A hunger for crunchy insects may have led our early primate ancestors to develop the signature traits that we inherited.
Small primates like Teilhardina, which lived in the forest canopy of ancient China 55 million years ago, were early adopters of some of our evolutionary family’s most famous characteristics. Looking much more like lemurs than monkeys, they had forward-facing eyes, grasping hands and nails that would become hallmarks of many later primate species—including ourselves. How such traits evolved in the first place has long been controversial among fossil primate experts, but a new hypothesis suggests that sneakily hunting up in the treetops had a lot to do with it.
Investigations of human origins often center on our ancient hominin relatives such as “Lucy,” but many of the characteristics that make us unique among mammals are much, much older. “Humans represent a mosaic of traits that have evolved at various points throughout the 66-million-year history of primates,” says University of Toronto paleontologist Mary Silcox.

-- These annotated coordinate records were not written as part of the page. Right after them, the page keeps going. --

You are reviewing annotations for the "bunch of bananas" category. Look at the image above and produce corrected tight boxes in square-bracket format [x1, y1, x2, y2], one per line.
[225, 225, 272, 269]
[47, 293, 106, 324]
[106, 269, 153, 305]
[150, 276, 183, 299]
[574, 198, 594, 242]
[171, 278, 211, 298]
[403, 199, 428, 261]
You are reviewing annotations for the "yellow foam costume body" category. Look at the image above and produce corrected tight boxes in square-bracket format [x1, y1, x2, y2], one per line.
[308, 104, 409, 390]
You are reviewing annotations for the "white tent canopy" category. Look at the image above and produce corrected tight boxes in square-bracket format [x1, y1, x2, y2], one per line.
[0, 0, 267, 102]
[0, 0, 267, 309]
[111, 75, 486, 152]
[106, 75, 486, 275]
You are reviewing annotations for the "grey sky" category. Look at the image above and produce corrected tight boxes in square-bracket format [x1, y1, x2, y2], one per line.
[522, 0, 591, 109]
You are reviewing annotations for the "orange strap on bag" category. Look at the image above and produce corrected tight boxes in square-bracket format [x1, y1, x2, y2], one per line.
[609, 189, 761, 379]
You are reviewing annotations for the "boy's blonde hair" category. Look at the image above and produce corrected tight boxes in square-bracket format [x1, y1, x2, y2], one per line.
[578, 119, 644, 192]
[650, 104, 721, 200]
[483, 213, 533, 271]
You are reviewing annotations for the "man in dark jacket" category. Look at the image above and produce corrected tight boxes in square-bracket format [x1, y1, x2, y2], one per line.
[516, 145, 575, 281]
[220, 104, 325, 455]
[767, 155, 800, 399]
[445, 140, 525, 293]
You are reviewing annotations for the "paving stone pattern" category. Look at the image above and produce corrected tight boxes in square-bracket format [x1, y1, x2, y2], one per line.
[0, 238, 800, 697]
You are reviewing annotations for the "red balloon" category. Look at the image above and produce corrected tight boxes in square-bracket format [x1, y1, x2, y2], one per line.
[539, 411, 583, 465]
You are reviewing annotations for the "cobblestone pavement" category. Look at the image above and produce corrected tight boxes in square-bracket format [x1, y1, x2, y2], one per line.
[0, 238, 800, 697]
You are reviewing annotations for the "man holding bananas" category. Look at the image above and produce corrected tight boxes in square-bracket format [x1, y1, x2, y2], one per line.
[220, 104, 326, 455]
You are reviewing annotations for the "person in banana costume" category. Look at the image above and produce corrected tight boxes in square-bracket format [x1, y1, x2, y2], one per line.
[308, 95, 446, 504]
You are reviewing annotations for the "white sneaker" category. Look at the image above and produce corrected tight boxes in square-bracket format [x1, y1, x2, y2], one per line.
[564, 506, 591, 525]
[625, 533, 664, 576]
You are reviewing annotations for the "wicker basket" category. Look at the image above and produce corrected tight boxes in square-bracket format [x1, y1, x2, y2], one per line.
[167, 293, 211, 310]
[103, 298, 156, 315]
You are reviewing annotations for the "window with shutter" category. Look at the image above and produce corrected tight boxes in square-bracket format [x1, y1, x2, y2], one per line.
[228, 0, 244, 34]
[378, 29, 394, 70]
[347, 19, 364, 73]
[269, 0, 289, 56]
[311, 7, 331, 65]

Our gifts of depth perception, dexterous hands and more can be drawn back to a time much closer to the dinosaurian heyday than the present. The first primate with a grasping toe dates back to 56 million years ago, the first big increase in brain size occurred 55 million years ago and the number of teeth we have can be traced back to 30 million years ago, Silcox points out. But exactly why our early ancestors came to have such telltale traits has been debated by experts for decades.
Working from what’s known about living primates and experiments involving how squirrels climb trees, Yonghua Wu, a biologist at Northeast Normal University in Changchun, China, and colleagues have proposed that many of our classic primate traits came from quietly sneaking up on prey in the trees. Their study, published earlier this year in Science Advances, proposes that key primate traits like nails, the ability to leap and forward-facing eyes all evolved because early primates were ambush hunters. Past researchers have suggested that hunting for insects was crucial to primate origins, but the specific way primates might have captured their meals was left unclear. What the new study adds is the notion that using stealth to hunt small prey, specifically, was the catalyst for some big primate changes. “I really like that paper, because it introduced some new ideas to a topic that was getting a bit stale,” Silcox says.
Taken individually, many of our primate traits might seem strange. Forward-facing eyes were present in primates by 55 million years ago, but paleoanthropologists have often wondered why. If this ocular innovation was so important to moving in the trees, for example, then why do other arboreal animals like squirrels have eyes on the sides of their heads? Most primates also have nails rather than claws, but these would seem to make climbing harder.